La toile date de 1897. Valloton a 32 ans et appartient au groupe des Nabis, qui le surnomme « le Nabis étranger », allusion à sa nationalité suisse mais aussi à sa manière de se tenir toujours un peu à distance.

« A cette époque, il travaille de manière assez proche de Bonnard et Vuillard. Il expérimente en peinture ce qu’il a déjà pratiqué dans la gravure : la simplification du style. Ce tableau, on le voit, est tout en surface, avec des raccourcis physiques par rapport à l’espace, et une sorte de synthèse de son motif. Il manifeste aussi cet intérêt des Nabis pour les sujets d’intériorité, comme ici, cette femme assoupie d’une manière un peu irréaliste dans son fauteuil. Mais quelque part, Vallotton va beaucoup plus loin que ses amis Nabis dans la simplification.

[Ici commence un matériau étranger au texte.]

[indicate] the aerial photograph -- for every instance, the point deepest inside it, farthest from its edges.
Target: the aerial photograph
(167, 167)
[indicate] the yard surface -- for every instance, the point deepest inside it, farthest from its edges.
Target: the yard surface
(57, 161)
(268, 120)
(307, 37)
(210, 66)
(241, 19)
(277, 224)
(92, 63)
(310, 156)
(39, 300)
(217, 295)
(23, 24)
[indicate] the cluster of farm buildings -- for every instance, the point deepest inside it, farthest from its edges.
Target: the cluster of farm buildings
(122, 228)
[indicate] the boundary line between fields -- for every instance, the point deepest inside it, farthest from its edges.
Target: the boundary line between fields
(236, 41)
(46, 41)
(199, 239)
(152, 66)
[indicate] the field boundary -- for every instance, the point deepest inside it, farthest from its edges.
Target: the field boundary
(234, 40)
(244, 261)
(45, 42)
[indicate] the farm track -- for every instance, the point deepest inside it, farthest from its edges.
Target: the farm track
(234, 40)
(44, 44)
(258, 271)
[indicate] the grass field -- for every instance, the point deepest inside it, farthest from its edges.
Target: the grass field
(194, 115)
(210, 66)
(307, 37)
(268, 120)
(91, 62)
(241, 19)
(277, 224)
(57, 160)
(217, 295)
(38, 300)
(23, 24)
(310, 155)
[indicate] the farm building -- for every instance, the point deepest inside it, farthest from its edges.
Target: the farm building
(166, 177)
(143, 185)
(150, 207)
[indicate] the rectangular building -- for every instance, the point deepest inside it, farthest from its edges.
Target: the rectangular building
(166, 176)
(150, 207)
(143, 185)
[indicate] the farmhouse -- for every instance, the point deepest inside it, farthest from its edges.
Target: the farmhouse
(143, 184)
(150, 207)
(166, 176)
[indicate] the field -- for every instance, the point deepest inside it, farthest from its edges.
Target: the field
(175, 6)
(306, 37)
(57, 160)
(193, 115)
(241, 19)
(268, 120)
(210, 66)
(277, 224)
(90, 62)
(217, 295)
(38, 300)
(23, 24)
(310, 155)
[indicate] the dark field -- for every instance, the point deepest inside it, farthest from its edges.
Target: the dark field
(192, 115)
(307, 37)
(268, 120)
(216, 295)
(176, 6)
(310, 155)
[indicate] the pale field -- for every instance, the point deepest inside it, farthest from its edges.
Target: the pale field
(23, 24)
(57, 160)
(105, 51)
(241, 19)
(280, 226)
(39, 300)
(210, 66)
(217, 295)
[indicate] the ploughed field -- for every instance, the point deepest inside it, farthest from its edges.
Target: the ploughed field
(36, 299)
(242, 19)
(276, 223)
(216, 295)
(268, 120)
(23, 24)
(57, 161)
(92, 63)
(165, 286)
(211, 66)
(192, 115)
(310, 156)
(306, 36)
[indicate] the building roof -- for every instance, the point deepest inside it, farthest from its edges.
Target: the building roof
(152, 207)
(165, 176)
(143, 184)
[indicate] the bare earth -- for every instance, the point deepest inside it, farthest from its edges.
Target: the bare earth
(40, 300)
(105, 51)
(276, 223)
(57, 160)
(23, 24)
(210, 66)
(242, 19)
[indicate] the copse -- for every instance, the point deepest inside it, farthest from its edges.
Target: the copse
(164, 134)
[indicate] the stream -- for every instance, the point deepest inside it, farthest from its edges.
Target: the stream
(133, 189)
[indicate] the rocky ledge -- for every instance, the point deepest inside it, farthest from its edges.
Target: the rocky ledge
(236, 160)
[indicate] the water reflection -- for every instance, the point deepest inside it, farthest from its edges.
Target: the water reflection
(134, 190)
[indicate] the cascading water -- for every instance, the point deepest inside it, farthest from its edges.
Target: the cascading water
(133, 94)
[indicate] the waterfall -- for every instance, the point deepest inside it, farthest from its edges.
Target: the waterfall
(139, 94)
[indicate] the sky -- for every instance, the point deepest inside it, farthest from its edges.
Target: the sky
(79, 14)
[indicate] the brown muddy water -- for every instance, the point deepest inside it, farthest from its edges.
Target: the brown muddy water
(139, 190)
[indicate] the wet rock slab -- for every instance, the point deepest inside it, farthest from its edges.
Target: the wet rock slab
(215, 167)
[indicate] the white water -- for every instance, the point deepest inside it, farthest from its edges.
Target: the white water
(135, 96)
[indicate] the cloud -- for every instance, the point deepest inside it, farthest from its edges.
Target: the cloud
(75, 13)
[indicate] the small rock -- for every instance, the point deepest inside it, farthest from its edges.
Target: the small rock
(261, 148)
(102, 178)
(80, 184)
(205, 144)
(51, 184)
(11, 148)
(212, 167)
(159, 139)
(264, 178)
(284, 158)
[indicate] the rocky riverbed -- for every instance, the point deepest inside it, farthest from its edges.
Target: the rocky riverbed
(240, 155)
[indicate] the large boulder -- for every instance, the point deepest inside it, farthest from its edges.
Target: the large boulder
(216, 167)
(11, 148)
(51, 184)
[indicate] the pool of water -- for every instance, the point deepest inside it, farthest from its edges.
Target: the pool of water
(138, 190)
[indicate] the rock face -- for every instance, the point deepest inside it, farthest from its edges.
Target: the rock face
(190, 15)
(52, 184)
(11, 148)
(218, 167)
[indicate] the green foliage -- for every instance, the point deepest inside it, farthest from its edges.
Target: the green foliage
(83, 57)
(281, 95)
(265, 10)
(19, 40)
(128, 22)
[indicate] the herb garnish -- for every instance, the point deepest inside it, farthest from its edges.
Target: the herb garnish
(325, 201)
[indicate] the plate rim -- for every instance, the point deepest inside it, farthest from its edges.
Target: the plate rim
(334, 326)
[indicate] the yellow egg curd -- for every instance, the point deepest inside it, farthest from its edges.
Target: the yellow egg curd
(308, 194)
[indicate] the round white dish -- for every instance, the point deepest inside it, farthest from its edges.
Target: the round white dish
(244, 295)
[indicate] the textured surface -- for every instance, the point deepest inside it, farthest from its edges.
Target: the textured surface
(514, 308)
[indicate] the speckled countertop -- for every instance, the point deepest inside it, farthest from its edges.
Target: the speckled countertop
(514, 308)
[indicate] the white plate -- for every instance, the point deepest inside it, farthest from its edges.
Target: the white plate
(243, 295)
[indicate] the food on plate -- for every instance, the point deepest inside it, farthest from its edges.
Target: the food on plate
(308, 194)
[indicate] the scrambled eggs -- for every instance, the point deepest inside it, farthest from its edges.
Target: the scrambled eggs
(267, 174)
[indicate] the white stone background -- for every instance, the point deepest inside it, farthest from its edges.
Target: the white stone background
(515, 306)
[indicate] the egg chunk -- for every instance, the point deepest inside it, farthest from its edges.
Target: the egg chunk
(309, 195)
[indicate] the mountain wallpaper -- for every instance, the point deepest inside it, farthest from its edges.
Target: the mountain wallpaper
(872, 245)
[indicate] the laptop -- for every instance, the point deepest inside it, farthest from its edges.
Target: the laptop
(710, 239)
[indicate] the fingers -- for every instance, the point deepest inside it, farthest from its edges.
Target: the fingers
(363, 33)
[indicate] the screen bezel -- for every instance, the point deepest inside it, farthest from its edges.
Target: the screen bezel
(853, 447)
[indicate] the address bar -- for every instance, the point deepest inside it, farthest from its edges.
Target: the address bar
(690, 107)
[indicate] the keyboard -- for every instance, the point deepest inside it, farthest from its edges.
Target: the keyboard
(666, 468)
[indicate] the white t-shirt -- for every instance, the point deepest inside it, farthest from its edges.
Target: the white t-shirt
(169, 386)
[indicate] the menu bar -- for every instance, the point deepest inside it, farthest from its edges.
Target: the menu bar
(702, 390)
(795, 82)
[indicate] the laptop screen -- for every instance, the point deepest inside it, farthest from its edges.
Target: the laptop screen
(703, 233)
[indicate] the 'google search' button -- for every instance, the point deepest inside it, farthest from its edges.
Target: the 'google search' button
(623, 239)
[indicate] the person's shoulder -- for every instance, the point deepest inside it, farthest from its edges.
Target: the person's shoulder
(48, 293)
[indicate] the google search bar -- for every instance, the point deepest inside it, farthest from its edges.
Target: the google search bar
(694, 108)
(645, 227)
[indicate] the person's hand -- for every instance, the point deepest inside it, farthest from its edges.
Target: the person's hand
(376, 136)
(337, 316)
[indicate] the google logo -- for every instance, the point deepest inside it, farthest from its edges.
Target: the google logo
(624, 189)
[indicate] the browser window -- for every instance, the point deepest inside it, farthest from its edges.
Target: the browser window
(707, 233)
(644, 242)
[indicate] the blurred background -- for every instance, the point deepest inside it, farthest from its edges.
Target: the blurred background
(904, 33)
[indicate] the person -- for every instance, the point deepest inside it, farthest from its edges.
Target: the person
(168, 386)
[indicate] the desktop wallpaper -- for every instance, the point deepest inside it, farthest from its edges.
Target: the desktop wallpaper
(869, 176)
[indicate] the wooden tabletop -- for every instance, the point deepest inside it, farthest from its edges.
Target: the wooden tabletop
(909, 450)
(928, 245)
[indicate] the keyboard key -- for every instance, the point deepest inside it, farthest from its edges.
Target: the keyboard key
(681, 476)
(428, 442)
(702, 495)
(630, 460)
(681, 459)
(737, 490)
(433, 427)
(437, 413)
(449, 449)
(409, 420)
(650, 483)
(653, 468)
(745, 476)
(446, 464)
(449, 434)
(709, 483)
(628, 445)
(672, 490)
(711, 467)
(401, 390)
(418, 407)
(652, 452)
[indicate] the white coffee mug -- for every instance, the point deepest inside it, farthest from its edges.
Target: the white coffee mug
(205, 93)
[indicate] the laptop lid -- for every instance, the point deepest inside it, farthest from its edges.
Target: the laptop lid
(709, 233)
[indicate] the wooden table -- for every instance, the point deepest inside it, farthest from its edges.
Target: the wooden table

Quand on s’approche des tableaux, on voit toujours des détails incongrus et plusieurs histoires au sein d’un même tableau, c’est ce qui donne aussi cette impression d’étrangeté. Ici, on est vraiment dans une vision très radicale de l’espace, qui est avant tout une couleur. Pas n’importe laquelle puisque le vert vient en complément du rouge, couleur incandescente et plutôt improbable pour les intérieurs de l’époque.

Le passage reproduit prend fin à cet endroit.